November 21st, 2002, 03:10 AM
My firewall had picked up 7-8 attacks from 1 single computer which was also from the same ISP i have. It was infact from the same subnet.
I did a trace on it and found out that it was had systems from different countries - China,Taiwan,Turkey,USA in between.
Now my question is : if its OK then why otherwise what happened to the other system?
November 21st, 2002, 05:01 AM
I am very interested in looking at the logs that you have of this activity, and, I would also like to see the info which leads you to believe that this computer was in so many different countries. Sure there are possible explanations, but, it seems a bit odd that you can know that a particular computer moved around so much.
Please, Let us see the logs, and please don't obscure the IP addresses or any other info about the computer that you say is attacking you.
Not that I am a skeptic, or don't believe what you are saying, but, I would like the opportunity to look into it, and give some feedback.
November 21st, 2002, 05:31 AM
Well first off most routers and firewalls can pick off spoofed addys real fast, so I'd say the routers of your ISP are not configed right, or your firewall. What log from what firewall are you talking about, I'd like to see those logs myself be more specific within your comfort zone, or did someone trace you off the hops?
I believe that one of the characteristics of the human race - possibly the one that is primarily responsible for its course of evolution - is that it has grown by creatively responding to failure.- Glen Seaborg
November 21st, 2002, 07:56 AM
it could be possible that some one is tunneling trough some one elses computer or using a trojan and launching attacks froma diffrent computer. that would explain why the attacks are comming from a computer on your subnet. but palemon is right we need more info before we can be sure about what is going on. like what firewall your using and the logs from it
November 22nd, 2002, 10:36 AM
I dont have the firewall logs since i deleted them but I use ZA and I used Sam Spade to perform the 'traceroute' as well as 'whois' for each hop. In the subsequent 'whois' of the hops i found the computers of different countries. Also the number of hops were around 20 which made it a bit strange as usually they are around 2-5 for the same IP range.
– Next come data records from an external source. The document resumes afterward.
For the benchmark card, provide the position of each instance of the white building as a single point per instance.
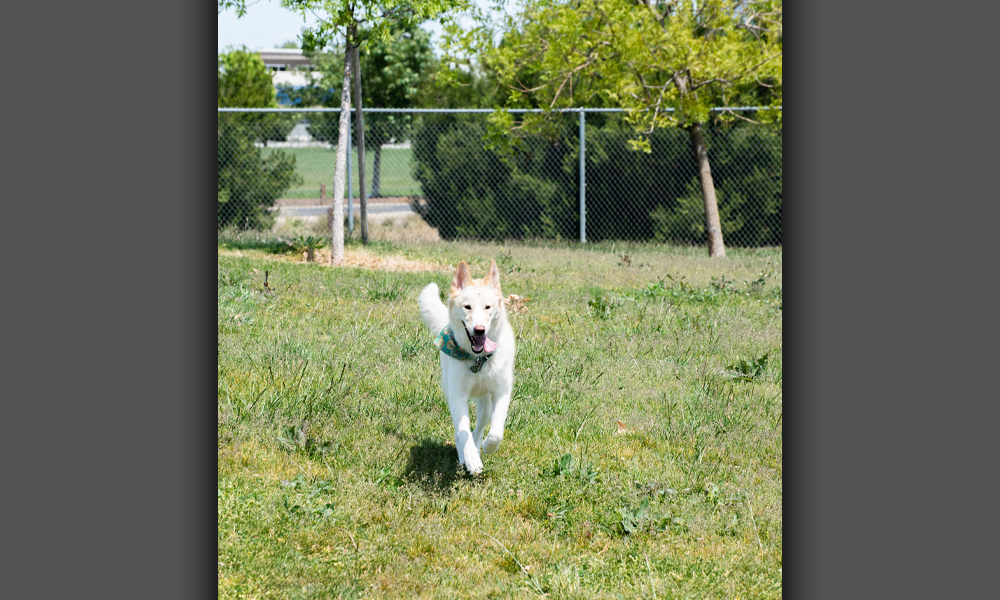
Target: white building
(288, 66)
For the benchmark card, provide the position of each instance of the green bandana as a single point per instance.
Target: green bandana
(446, 343)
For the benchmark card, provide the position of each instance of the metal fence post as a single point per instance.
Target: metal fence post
(583, 182)
(350, 195)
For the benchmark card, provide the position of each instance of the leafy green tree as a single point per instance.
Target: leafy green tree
(356, 21)
(668, 62)
(248, 181)
(393, 71)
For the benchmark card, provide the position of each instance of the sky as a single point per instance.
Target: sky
(267, 25)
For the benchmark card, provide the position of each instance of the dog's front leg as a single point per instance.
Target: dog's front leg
(496, 425)
(484, 408)
(458, 405)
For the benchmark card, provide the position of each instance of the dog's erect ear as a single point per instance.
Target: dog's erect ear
(493, 277)
(462, 276)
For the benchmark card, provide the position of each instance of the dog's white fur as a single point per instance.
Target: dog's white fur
(472, 303)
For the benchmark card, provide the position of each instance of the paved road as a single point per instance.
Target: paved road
(374, 210)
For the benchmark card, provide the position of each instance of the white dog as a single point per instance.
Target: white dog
(477, 358)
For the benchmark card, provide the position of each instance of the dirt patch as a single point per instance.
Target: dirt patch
(357, 258)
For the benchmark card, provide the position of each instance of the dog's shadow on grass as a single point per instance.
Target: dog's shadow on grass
(434, 466)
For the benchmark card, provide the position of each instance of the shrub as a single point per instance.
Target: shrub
(478, 188)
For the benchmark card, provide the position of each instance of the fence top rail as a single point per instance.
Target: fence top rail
(475, 110)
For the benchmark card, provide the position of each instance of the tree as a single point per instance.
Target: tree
(393, 72)
(248, 181)
(346, 18)
(669, 63)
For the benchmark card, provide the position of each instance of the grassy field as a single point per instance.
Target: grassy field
(642, 455)
(315, 166)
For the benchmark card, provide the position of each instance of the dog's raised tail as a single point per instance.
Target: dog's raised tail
(433, 312)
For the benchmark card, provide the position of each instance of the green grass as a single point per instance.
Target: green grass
(316, 165)
(337, 473)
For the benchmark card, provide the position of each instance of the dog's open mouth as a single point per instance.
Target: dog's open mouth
(481, 343)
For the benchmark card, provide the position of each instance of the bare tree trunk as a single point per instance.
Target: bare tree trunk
(377, 172)
(340, 169)
(712, 225)
(361, 138)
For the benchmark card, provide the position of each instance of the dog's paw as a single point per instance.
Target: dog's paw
(491, 444)
(473, 465)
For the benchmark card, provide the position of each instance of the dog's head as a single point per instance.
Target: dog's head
(476, 306)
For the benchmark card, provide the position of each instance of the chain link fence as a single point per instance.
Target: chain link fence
(446, 170)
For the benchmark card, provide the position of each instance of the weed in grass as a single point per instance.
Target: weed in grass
(748, 371)
(603, 304)
(385, 286)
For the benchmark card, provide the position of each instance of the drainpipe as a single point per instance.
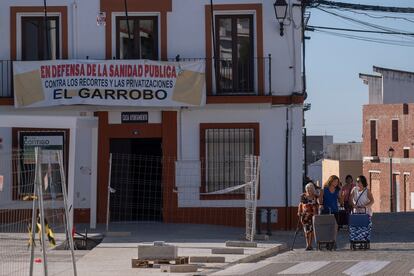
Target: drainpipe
(74, 29)
(286, 169)
(48, 50)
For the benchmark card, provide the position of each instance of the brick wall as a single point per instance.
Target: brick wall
(378, 171)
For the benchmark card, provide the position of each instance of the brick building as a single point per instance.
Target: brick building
(388, 122)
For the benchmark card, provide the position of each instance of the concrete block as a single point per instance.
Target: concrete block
(118, 234)
(227, 251)
(150, 252)
(241, 244)
(207, 259)
(179, 268)
(261, 237)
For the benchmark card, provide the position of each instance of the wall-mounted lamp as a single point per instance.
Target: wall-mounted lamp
(280, 7)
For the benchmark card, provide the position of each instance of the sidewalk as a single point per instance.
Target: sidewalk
(113, 256)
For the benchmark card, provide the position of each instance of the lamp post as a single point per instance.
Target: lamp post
(390, 155)
(280, 7)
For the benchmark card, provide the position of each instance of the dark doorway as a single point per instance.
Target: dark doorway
(136, 177)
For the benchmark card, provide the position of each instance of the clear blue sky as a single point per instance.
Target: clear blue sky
(333, 64)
right now I was scanned for netbios (5 times) by an IP from my subnet and the number of hops is 2
November 22nd, 2002, 11:24 AM
"I dont have the firewall logs since i deleted them but I use ZA and I used Sam Spade to perform the 'traceroute' as well as 'whois' for each hop. In the subsequent 'whois' of the hops i found the computers of different countries. Also the number of hops were around 20 which made it a bit strange as usually they are around 2-5 for the same IP range."
The internet is just one huge network made up of many networks. When someone sends a packet to you it travels through many nodes before it reaches you. So if someone wanted to attack your computer from south africa obviously the packets would have to travel through networks in many countries to get to your pc in India. Indeed TCP/IP has a "hands on" approach to routing. If someone was attacking you different packets could actually take different routes to your pc depending on servers down/bottlenecks etc.
November 22nd, 2002, 01:40 PM
If you tracert'ed the target and then whois'ed all the hops in between you will see lots of different countries listed if the taget is abroad. You will also find some different countries listed if the tracert stays within the US. There is an English company that owns a large part of the fibre? backbone in the US so if you were to whois a router on that backbone you will see it listed as being owned by a British company.
If, as you claim, the attacker was on the same subnet then a tracert would have given you very little and the routers would not have routed the packets outside the subnet. With that in mind I really question whether that IP is anywhere close to your subnet - assuming of course that you are referring to a C Class network, (XXX.XXX.XXX.0/24). It would be quite possible for a B Class, (XXX.XXX.0.0/16) to be in another country and an A Class, (XXX.0.0.0/8) would almost certainly hop international boundaries. But then they wouldn't really be considered as being on _your_ subnet.
Do the first three octals of the IP address attacking you match the first three octals of your IP?
Don\'t SYN us.... We\'ll SYN you.....
\"A nation that draws too broad a difference between its scholars and its warriors will have its thinking done by cowards, and its fighting done by fools.\" - Thucydides
November 22nd, 2002, 05:37 PM
Well yes they were same, unfortunately i cant provide the logs of either the firewall or the trace since they got deleted but i remember that there was attempt to access thru netbios,http port,telnet,ftp and pings.